Mittwoch, 21. März 2012

Deichkind ist auf Tour. Auch im tirolerischen Hinterland. Leider geil.


(ke) Vom Deich auf den Berg: Die wohl skurrilste Boyband der Postmoderne, ihres Zeichens Flachlandhanseaten, lieferten gestern Abend ihre Show im tieftirolerischen Hochgebirge des Ötztals ab. Die frisch geschlüpfte „Event Area 47“ befindet sich irgendwo in the middle of nowhere und diente Deichkind als Bühne vor circa 3000 Fans. Leider hat der „Area Dome“ aber eine Kapazität von 8000 Personen und es war ein bisschen leer, aber wen wunderts in Anbetracht der Venue Koordinaten? Auf dem Weg vom Parkplatz zur Halle passiert man sogar weidende Hochlandrinder.
Mit dem Gedudel von drei Liedchen der Vorband Moonbootica, klarer Schwachpunkt des Konzertabends, war das Publikum aus typischen Tiroler Burton-Burschen, Hipstern, Junggebliebenen und Zahnspangenträgern weder zu begeistern noch ausreichend aufgewärmt.  So blieb der Part des Stimmung Generierens gänzlich dem Hauptact zuteil. Und dieser schaukelte die Menge langsam, aber sicher, über die Luftbahn ans Limit.
Aber man will ja nicht mit der Tür ins Haus fallen.
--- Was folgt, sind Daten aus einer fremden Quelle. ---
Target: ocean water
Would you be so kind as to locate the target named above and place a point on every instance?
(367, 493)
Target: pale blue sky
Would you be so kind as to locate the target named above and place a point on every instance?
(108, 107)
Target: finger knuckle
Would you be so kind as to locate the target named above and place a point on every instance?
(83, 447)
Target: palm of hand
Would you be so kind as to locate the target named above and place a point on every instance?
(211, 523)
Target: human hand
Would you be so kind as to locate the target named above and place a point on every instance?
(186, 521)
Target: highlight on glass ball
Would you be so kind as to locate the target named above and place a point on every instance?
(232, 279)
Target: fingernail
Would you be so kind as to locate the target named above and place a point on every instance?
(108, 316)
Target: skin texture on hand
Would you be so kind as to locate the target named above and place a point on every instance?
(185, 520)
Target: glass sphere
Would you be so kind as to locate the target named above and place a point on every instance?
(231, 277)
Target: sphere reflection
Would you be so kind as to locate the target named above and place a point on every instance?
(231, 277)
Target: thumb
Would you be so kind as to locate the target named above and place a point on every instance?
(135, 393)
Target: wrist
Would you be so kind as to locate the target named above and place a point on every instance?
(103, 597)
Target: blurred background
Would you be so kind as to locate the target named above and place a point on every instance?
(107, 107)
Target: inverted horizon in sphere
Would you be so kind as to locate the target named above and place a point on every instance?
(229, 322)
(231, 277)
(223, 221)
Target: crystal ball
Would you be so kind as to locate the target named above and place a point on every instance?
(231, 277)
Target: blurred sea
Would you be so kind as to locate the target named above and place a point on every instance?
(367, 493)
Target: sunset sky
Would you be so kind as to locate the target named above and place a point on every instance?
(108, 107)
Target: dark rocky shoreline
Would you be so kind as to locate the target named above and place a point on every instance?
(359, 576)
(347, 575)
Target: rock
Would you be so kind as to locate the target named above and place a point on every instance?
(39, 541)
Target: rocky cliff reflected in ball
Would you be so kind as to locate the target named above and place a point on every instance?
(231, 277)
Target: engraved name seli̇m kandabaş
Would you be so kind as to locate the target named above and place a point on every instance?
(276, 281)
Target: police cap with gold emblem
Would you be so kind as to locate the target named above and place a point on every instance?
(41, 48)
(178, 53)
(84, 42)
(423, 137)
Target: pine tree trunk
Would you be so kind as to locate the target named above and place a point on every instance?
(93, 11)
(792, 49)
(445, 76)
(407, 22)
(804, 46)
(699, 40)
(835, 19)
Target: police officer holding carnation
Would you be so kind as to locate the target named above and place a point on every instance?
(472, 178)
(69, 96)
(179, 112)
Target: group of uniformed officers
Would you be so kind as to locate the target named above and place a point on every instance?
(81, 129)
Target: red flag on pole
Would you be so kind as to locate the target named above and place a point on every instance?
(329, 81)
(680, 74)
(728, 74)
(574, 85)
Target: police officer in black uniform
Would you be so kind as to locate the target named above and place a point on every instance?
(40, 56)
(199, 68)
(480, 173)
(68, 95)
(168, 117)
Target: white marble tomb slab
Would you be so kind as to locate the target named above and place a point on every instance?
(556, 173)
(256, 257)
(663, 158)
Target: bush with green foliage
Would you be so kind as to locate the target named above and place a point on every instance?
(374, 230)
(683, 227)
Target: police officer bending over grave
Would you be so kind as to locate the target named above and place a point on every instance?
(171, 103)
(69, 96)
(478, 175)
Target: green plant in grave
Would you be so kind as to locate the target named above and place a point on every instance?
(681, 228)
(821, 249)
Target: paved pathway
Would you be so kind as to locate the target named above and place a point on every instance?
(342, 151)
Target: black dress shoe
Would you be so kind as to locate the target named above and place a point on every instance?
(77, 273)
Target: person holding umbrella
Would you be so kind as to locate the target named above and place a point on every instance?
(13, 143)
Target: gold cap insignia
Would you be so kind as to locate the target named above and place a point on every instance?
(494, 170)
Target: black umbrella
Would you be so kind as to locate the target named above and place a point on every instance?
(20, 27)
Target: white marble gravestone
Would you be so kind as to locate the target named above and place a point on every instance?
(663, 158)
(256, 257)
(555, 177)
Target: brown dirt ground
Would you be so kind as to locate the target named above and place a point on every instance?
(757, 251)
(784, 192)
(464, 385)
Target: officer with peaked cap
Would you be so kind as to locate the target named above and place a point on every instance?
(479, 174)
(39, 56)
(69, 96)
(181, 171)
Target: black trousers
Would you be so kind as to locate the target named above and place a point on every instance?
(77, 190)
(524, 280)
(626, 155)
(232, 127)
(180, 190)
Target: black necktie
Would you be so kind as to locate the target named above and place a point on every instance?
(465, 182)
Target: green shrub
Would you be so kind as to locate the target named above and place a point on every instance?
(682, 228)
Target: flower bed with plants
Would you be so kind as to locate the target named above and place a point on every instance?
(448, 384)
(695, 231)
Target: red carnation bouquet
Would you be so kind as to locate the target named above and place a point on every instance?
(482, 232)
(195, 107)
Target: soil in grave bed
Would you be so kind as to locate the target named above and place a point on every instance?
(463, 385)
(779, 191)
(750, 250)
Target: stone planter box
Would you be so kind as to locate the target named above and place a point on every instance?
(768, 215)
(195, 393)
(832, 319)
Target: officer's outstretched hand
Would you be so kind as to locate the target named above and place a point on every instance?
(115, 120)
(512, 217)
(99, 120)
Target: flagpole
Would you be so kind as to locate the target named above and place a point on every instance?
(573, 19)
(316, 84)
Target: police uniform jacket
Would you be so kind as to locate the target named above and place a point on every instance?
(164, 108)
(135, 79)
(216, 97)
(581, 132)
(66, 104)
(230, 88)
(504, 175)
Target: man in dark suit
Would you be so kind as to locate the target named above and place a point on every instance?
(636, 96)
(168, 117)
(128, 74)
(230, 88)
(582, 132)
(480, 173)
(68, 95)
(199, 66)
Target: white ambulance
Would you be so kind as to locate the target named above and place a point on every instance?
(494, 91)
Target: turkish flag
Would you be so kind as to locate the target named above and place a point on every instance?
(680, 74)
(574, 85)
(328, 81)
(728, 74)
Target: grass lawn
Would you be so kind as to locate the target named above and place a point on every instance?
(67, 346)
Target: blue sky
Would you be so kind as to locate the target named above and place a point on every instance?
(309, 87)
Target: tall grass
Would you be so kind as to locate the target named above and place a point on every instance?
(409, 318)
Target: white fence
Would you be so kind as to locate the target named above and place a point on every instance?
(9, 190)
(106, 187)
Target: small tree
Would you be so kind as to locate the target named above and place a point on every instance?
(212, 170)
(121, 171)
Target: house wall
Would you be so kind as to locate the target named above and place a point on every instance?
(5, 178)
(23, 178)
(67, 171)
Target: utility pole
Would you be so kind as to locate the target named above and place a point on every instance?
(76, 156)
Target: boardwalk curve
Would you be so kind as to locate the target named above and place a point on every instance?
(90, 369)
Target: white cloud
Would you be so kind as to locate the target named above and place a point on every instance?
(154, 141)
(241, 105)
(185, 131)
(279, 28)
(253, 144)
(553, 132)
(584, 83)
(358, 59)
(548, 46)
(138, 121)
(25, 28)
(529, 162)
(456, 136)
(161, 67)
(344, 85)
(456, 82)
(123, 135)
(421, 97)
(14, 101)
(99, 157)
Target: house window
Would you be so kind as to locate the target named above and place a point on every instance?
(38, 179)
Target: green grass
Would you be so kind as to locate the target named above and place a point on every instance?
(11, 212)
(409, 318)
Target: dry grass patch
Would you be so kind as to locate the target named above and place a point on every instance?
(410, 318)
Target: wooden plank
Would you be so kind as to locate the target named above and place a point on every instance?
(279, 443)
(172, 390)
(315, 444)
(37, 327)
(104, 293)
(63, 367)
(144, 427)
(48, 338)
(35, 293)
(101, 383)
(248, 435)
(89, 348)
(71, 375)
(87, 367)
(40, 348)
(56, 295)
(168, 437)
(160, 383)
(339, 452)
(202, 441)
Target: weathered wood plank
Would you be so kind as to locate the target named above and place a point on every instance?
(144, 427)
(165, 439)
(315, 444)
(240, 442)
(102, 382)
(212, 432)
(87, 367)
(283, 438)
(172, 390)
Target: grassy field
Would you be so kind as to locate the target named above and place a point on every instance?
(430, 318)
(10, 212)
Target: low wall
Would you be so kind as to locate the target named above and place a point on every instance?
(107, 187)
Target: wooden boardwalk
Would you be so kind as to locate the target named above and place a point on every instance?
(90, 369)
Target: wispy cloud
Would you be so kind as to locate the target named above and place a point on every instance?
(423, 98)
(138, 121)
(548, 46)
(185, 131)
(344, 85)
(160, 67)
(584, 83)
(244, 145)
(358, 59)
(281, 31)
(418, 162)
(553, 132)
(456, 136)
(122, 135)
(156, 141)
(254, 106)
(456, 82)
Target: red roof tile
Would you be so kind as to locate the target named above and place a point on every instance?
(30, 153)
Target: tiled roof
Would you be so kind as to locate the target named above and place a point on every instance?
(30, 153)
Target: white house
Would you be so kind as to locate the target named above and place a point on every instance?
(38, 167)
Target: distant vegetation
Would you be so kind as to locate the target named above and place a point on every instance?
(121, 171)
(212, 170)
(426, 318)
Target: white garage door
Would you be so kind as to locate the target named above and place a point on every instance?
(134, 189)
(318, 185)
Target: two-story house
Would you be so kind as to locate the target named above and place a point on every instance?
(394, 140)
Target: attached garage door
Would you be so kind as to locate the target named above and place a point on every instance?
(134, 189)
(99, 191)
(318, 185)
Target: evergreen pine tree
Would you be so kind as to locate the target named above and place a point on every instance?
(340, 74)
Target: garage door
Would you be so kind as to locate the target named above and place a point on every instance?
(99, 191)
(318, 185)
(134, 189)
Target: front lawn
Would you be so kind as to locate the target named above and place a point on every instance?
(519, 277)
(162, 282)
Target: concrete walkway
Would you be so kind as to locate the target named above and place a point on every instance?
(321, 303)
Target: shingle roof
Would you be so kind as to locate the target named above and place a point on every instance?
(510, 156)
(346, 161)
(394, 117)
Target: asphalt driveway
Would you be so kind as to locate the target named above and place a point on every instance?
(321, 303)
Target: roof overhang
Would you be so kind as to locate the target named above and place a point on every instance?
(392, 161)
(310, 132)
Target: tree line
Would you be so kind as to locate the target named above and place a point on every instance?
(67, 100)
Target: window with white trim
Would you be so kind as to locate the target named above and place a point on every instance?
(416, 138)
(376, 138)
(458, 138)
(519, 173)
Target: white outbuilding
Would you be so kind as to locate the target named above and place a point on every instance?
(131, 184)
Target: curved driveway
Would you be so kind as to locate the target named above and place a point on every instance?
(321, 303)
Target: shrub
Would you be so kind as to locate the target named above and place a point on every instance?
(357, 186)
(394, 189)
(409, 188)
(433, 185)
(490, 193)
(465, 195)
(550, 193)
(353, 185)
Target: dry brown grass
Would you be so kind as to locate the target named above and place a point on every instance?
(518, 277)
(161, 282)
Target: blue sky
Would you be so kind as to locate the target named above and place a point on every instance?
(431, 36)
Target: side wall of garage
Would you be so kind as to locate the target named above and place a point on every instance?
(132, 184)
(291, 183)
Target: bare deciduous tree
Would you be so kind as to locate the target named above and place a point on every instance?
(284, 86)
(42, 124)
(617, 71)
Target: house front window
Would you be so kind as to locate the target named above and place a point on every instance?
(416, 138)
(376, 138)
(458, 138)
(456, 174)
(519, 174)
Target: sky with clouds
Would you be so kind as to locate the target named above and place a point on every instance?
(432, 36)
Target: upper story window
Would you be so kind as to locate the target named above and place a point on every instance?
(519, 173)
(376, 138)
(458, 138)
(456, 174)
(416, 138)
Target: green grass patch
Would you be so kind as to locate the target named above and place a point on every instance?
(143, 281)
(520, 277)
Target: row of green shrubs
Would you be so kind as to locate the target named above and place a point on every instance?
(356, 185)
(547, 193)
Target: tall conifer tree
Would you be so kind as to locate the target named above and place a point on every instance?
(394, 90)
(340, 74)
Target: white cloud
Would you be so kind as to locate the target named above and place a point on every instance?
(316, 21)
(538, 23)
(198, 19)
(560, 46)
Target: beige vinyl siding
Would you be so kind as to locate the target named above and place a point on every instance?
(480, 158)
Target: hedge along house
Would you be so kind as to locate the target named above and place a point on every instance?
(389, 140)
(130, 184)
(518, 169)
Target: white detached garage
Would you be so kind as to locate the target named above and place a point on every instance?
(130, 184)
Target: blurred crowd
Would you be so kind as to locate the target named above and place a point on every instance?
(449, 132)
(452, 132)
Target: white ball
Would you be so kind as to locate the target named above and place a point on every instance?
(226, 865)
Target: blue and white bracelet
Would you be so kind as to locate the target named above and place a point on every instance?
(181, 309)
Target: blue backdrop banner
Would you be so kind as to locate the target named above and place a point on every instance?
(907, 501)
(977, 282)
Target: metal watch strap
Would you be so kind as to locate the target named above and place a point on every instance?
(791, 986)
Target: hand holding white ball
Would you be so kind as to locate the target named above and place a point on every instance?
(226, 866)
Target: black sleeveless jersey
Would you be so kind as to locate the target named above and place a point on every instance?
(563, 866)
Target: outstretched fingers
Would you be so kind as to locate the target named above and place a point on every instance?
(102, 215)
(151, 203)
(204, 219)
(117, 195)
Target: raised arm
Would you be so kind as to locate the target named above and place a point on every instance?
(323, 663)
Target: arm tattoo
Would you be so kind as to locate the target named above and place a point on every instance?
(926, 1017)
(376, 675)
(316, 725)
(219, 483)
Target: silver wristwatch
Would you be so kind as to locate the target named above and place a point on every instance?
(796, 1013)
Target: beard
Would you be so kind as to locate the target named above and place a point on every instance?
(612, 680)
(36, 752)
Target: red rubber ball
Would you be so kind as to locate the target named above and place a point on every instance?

Also, musikalisch wirkte Deichkind anfangs etwas festgefahren, mitten auf dem Weg in die Sackgasse „neuer Stil: elektronisch“. Dieses Vorhaben sollte wohl auch mit der Wahl Moonbooticas als „Special Act“ unterstrichen werden, ließ aber ein Happy End missen. Es gefiel zwar in Teilen und die Boyband ähnliche Performance, die durchaus von einem ausgezeichneten Sinn für Humor bürgt, machte das Ganze auch recht unterhaltsam, zu Eskalieren gabs aber noch reichlich wenig.  Man wippte derweil brav mit und grinste hin und wieder- auf Requisiten wie Fitnessräder, ein überdimensionales Fass oder Bademeisterhochsitze muss man auch erstmal kommen. Die Bühne war relativ simpel aus dreieckigen Säulen gehalten, die dafür aber ganz toll beweglich und beleuchtbar war! Außerdem zog sich jeder der fünf Jungs wahrscheinlich öfter um als Katy Perry bei ihrer Bühnenshow in Las Vegas und an Pathos wurde auch nicht gespart. Visuell war also von Anfang an einiges geboten.
Zur auditiv bedingten Explosion der Menge kam es zwar spät, dann aber richtig. Während der 45-minütigen Zugaben wusste plötzlich jeder, wofür er eigentlich den Weg vorbei an reißenden Bächen und Hochlandrindern auf sich genommen hat. Einen gesunden Beitrag dazu hat der Neuzugang Harris geleistet, der vor allem bei den fast schon antiquaren HipHop-Hits punkten konnte. Auch wenn die Band zugibt, dass sie mittlerweile mehr Wert auf das Gefallen Dritter als auf das Ihrige legt, bleibt nur zu sagen: guter Mann! Und den Geschmack der 3000 haben sie letzten Endes auch getroffen.